Spencer tried to justify how MAO may be a more accurate reflection of how well a console is doing versus its overall install base.
“It means we need to keep [our customers] happy. So we have some Live issues like we had in the last week, and that’s not great for our MAO count. We go a long stretch without great games on our platform? That will negatively impact MAO. It’s great that we’re seeing more engaged gamers on Xbox that we’ve ever had.
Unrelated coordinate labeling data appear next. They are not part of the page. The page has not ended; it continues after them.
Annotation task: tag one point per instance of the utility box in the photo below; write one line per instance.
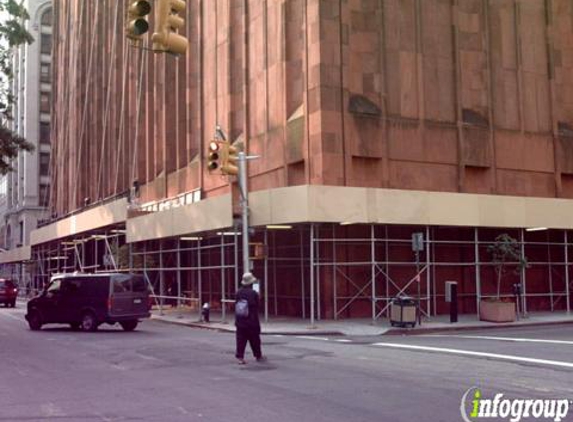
(452, 299)
(403, 312)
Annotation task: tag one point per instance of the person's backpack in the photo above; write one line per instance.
(242, 308)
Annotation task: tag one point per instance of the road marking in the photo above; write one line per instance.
(478, 354)
(313, 338)
(518, 340)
We are incredibly proud of that, but we know we have a lot more work to do.
“So we picked this metric not to hide something, but I think we’re more exposed, by picking a number that actually shows how many people are really using our platform, using our service every month, and reporting that publicly.
“But we did that because we do think that for you, the press, for the gaming developing community who wants to know how many people they get to by building these games, and to the gamers themselves, that how many people we have playing our console, is the fundamental point of how we’re doing. This is the metric that we all should be looking at.”
In a sense, a lot of what he says does make sense, yes- and while I can understand Microsoft choosing to focus on MAO over LTD sales, what I cannot understand is why Microsoft chooses to ignore LTD sales numbers entirely- as a matter of fact, a combination of the two metrics together is probably going to provide the most accurate picture, rather than picking just one. Unfortunately, Microsoft’s insistence on not reporting hard sales numbers does give the impression that they are hiding sales numbers because of their relatively poor performance compared to the PS4.